Brandon Finnigan, Decision Desk HQ’s Director of Elections, noted in an emailed statement of post-election analysis:
There is a simple explanation for why every other Republican statewide office candidate won: Bevin was incredibly unpopular and running in a deep red state kept him competitive but not enough to win re-election.
“Bevin underperformed all of them in virtually every county in the state, from dark Democratic blue to bright Republican red,” Decision Desk HQ continued, noting that “Bevin under-performed his ticket by at least 1,000 votes” in 2o counties, including Fayette County (Lexington) and Jefferson County (Louisville):
Yes, Bevin did poorly in the Cincinnati suburbs. But the other six Republicans on the ballot earned an average of 9,000 more votes there- enough for Bevin to have won re-election.
They earned an average of 9,842 votes more in Lexington (Fayette County), more than enough for Bevin to have won. They earned an average of 15,330 more votes in Louisville (Jefferson)- enough to cover Bevin’s deficit with another 10k to spare.
Any analysis of the state needs to consider the five Republicans who won on the same statewide ballot. Republicans as a group did not severely underperform in the state’s major urban, suburban and exurban areas.

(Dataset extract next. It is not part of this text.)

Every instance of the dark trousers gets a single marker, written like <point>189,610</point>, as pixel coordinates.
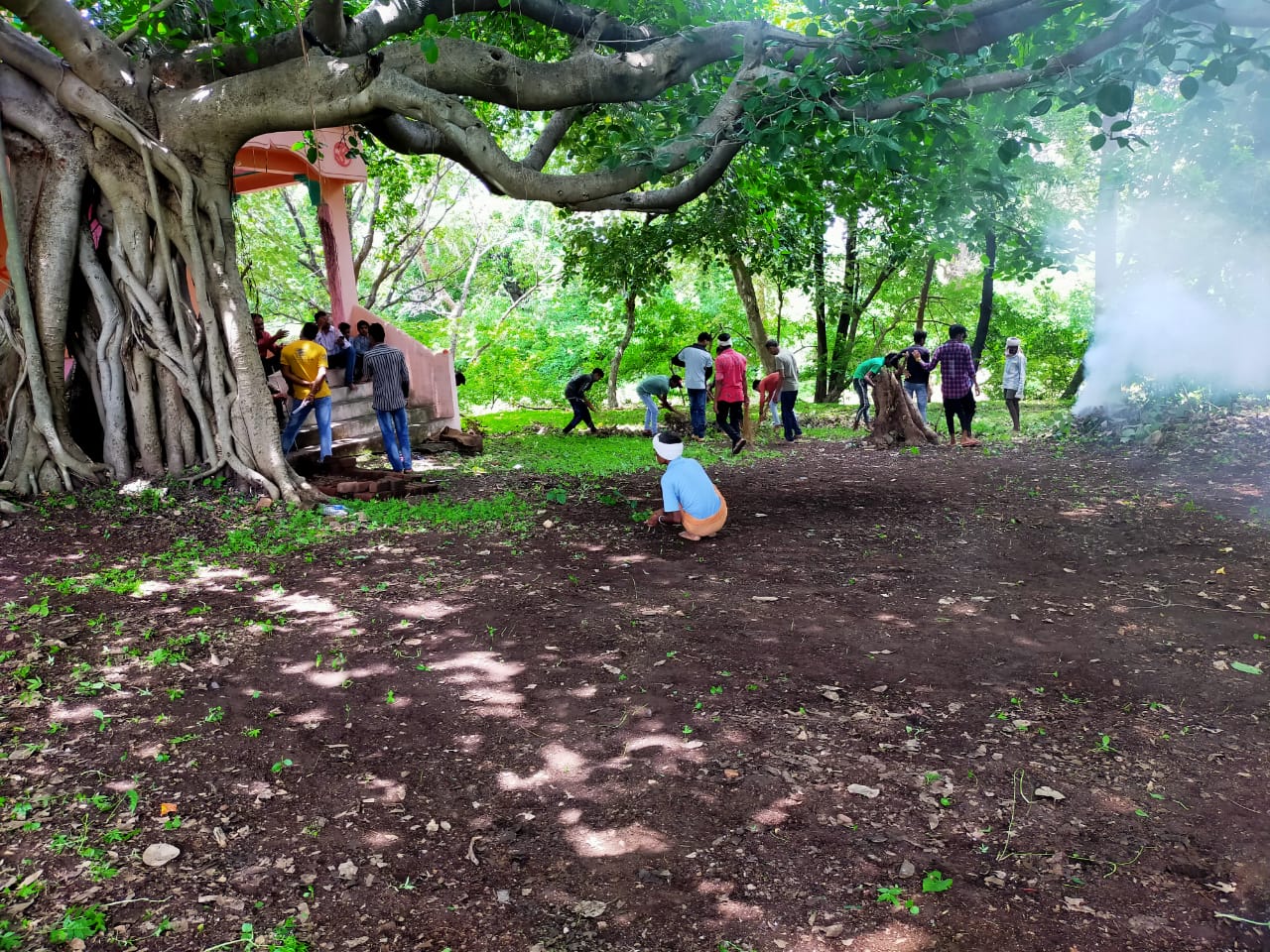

They held their own. Governor Bevin was an unpopular elected official who almost rode his state’s considerable Republican lean to a second term. There really isn’t much more to it.
Josiah Clemons, who reported on the Kentucky gubernatorial election for Decision Desk HQ from Kenton County on election night, noted that local election officials told him they “had never seen so much ticket-splitting.”
As the @DecisionDeskHQ reporter for Kenton county tonight, when I saw Andy Beshear ahead by 6% on the first batch tonight I thought it would be a long night for Bevin. Election officials here told me they’d never seen so much ticket-splitting. https://t.co/qg82yoLzWM
— Josiah Clemons (@_jclemons) November 6, 2019
The Associated Press has not yet called the race. The election will not be certified until the recount is completed.